Today was some fucking bullshit.
I dont think anyone has any right to completely flip the fuck out on someone for absolute no gosh damn reason!
You can take all that shit you said and shove it right up your fucking ass you prick.
I havent been this angry in the longest time.
If you say its not his fault, or my fault. then whos fucking fault is it? HIS.
I dont want to lose my bestfriend because of some fucking selfish asshole who doesnt give a flying fuck about anyone.
No im not going to fucking reply to what you said to me because youre so fucking low and full of BULLSHIT. Everything you fucking said what a damn lie.
YOU feel that way. So don't fucking say Everyone. YOU are the only one who feels that way.
And nobody gives two shits. I know that for a fact.
I've tried to get along with you for the sake of my friendship with my bestfriend. But no, you just can't fucking handle it.
Youre so gosh damn protective that if she doesn't give YOU the amount of fucking attention YOU want you throw a damn hissy fit! grow the fuck up! Pull your head out of your ass please! Dammit. I have neverrrr wanted to say i hate someone. ever. until NOW.
You fucking piece of shit! You gave me a right to attack you now. So here i am. Im fucking saying how i feel.
You're fucking selfish. A prick. Arrogant. Ignorant. Self-centered. Controlling. Jealous. so many more. I could go on for fucking ever. I see you as trash.
She is my bestfriend, and if you don't like it oh fucking well!
I love her to death.
You dont fucking like ANYONE. you say IM the problem, when you alwaayysss have problems with anyone who's close to her. because youre fucking jealous!! You try to get rid of everyone who is close to her so you can have her to your fucking self.

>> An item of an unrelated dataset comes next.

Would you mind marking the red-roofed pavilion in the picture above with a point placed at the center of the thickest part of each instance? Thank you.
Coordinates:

You selfish bastard.
IM not the reason you fight. IM not the problem. You have problems with EVERYONE. So fuck off. I can't fucking stand you. And this post isn't even close to how i feel about you right now.
I want her to know, (my bestfriend) that i apologize she's in the middle of this. It's not fair to her. I don't want to lose her, so i dealt with his shit. But he crossed the line tonight. I love her to death, and she's still my bestfriend. So he can keep trying to get rid of me. Im not fucking going anywhere.